I was using a script I got from someone on AskUbuntu to search for text in some files when I came across what appears to me to be a strange phenomenon. The script uses this line to search for a string in an ODT:

unzip -ca "test.odt" 2>/dev/null | grep -i "Task 2.11"

If I open the ODT with Writer I see exactly those words “Task 2.11”. But grep doesn’t find it. I copied and pasted just that phrase into a test file to isolate it and I noticed that while grep still doesn’t find the original instance of the phrase, if I typed on the next line “Task 2.11” and ran the command above it finds it just fine:

grep: (standard input): binary file matches

It is only that precise instance of the phrase it doesn’t find. I saved the file as an html using Writer and I noticed another strange thing. The T in the first instance of “Task 2.11” appears separate from the rest of the phrase. Why would this be?

Thanks in advance.
test.odt (8.8 KB)

mikekaganski · February 18, 2022, 6:08am

Representation of text in an ODT
Why would this be?

To answer this, just follow the

unzip -ca "test.odt" 2>/dev/null | grep -i "Task 2.11"
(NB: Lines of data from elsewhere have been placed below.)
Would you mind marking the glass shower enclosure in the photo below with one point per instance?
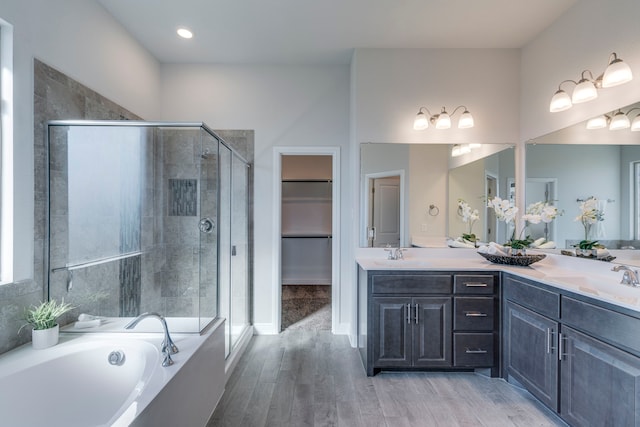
(148, 217)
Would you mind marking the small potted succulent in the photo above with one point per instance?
(43, 319)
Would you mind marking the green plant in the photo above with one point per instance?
(588, 244)
(45, 315)
(520, 243)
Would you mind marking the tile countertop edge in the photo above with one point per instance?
(589, 278)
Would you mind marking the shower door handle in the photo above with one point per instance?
(207, 225)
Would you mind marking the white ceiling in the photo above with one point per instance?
(326, 31)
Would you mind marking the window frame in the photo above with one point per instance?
(6, 153)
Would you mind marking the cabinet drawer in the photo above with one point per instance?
(473, 284)
(473, 314)
(473, 349)
(540, 300)
(616, 328)
(411, 284)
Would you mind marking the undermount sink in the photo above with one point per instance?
(604, 287)
(402, 263)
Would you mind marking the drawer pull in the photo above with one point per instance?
(475, 285)
(474, 314)
(550, 347)
(478, 351)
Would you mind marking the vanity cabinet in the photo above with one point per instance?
(530, 358)
(579, 356)
(428, 320)
(412, 331)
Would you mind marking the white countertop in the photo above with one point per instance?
(587, 277)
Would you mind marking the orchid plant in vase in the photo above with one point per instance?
(534, 214)
(469, 216)
(589, 215)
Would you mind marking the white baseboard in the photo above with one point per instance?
(265, 329)
(236, 354)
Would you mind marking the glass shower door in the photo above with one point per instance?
(209, 229)
(239, 250)
(224, 268)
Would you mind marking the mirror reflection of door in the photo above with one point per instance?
(491, 222)
(384, 221)
(541, 190)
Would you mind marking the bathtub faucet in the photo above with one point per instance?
(168, 347)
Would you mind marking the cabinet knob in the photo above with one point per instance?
(476, 351)
(474, 314)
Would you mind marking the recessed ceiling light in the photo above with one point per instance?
(184, 33)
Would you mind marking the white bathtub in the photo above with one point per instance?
(73, 383)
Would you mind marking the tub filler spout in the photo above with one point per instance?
(168, 347)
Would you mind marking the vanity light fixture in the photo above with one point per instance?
(616, 73)
(616, 121)
(635, 124)
(443, 119)
(619, 121)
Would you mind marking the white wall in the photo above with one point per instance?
(391, 84)
(286, 106)
(581, 39)
(83, 41)
(429, 175)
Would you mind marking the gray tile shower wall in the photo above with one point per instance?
(56, 96)
(162, 237)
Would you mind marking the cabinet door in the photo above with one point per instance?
(392, 332)
(530, 355)
(600, 385)
(432, 339)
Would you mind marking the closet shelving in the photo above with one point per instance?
(306, 229)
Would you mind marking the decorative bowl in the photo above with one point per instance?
(519, 260)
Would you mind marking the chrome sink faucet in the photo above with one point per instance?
(630, 277)
(395, 253)
(167, 347)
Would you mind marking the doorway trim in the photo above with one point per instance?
(366, 201)
(278, 152)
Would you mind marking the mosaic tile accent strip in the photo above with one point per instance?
(130, 286)
(183, 197)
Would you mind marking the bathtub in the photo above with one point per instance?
(73, 383)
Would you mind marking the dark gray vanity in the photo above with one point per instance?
(417, 320)
(578, 355)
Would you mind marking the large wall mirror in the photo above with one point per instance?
(409, 192)
(576, 163)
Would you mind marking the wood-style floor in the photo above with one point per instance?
(314, 378)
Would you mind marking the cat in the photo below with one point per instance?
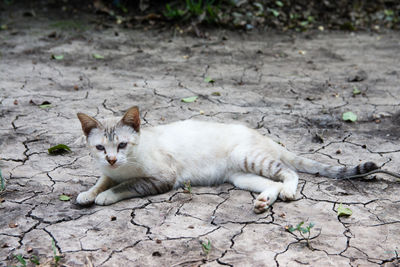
(137, 162)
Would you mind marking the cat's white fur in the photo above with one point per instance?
(204, 153)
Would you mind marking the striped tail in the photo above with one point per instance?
(305, 165)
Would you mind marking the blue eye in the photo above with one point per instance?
(122, 145)
(100, 147)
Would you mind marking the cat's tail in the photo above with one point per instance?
(306, 165)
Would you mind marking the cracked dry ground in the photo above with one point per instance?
(261, 80)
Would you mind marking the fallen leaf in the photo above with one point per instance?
(189, 99)
(45, 106)
(356, 91)
(57, 57)
(349, 116)
(208, 80)
(58, 149)
(64, 198)
(344, 211)
(98, 56)
(13, 225)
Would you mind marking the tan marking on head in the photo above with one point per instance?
(132, 118)
(88, 123)
(262, 166)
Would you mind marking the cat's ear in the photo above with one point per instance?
(88, 123)
(132, 118)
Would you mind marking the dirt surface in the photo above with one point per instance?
(291, 88)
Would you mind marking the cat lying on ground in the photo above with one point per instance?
(138, 162)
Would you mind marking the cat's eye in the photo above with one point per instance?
(100, 147)
(122, 145)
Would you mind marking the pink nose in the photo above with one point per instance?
(111, 160)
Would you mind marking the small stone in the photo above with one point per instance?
(156, 254)
(13, 225)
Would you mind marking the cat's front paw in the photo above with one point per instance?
(85, 198)
(265, 200)
(288, 193)
(106, 198)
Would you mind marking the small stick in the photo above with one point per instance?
(397, 175)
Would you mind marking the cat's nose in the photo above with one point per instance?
(111, 160)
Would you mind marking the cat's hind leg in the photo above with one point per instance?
(269, 189)
(135, 187)
(262, 165)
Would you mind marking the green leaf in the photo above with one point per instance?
(98, 56)
(45, 106)
(58, 149)
(57, 57)
(206, 246)
(356, 91)
(35, 260)
(21, 259)
(56, 257)
(342, 211)
(189, 99)
(209, 80)
(64, 198)
(2, 183)
(349, 116)
(274, 12)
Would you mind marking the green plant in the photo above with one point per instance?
(56, 257)
(173, 13)
(305, 232)
(188, 187)
(2, 183)
(21, 259)
(35, 260)
(192, 9)
(206, 246)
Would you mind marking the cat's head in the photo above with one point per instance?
(112, 141)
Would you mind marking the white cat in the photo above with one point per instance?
(138, 162)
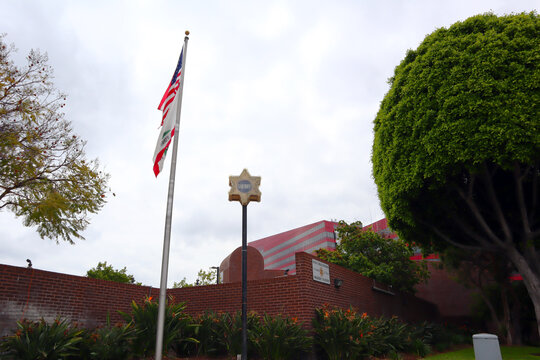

Doing that, you would see in the /content.xml:

...
        <style:style style:name="T1"
                     style:family="text">
            <style:text-properties style:font-name="Liberation Serif"/>
        </style:style>
        <style:style style:name="T2"
                     style:family="text">
            <style:text-properties style:font-name="Liberation Serif"
                                   officeooo:rsid="00148e8d"/>
        </style:style>
...
            <text:p text:style-name="P1">
                <text:span text:style-name="T2">T</text:span>
                <text:span text:style-name="T1">ask 2.11:</text:span>
            </text:p>

And then you may see that the text is internally split into two pieces, formatted using two different autostyles, which are almost identical, except for officeooo:rsid attribute. The latter is to allow comparison of versions of documents. The picture shown here just shows that you had edited the paragraph in a following separate editing session, and replaced/added the capital T which was not there initially (maybe small t was there before).

Generally you need to realize that document format used by LibreOffice (ODF) is not plain text, and at any time, you may get anything split into different pieces in the inner representation because of formatting changes (that you may not be even aware of - e.g., the mentioned random number, or tracked changes, or formatting difference, or language applied by keyboard layout change, etc., etc.); and you should not rely on such simplistic search methods.

You may find better tools; but LibreOffice itself provides a --cat command line option that could allow you to search for body text in text documents (but that wouldn’t work in spreadsheets and presentations). It means that you would start LibreOffice instance to use that option, though (with corresponding overhead).

isaacd · February 18, 2022, 7:12am

Thank you for explaining this.

I tried libreoffice --headless --cat but that turned out to be very slow (as you mentioned) in the script. However, I did find a much faster alternative: odt2txt.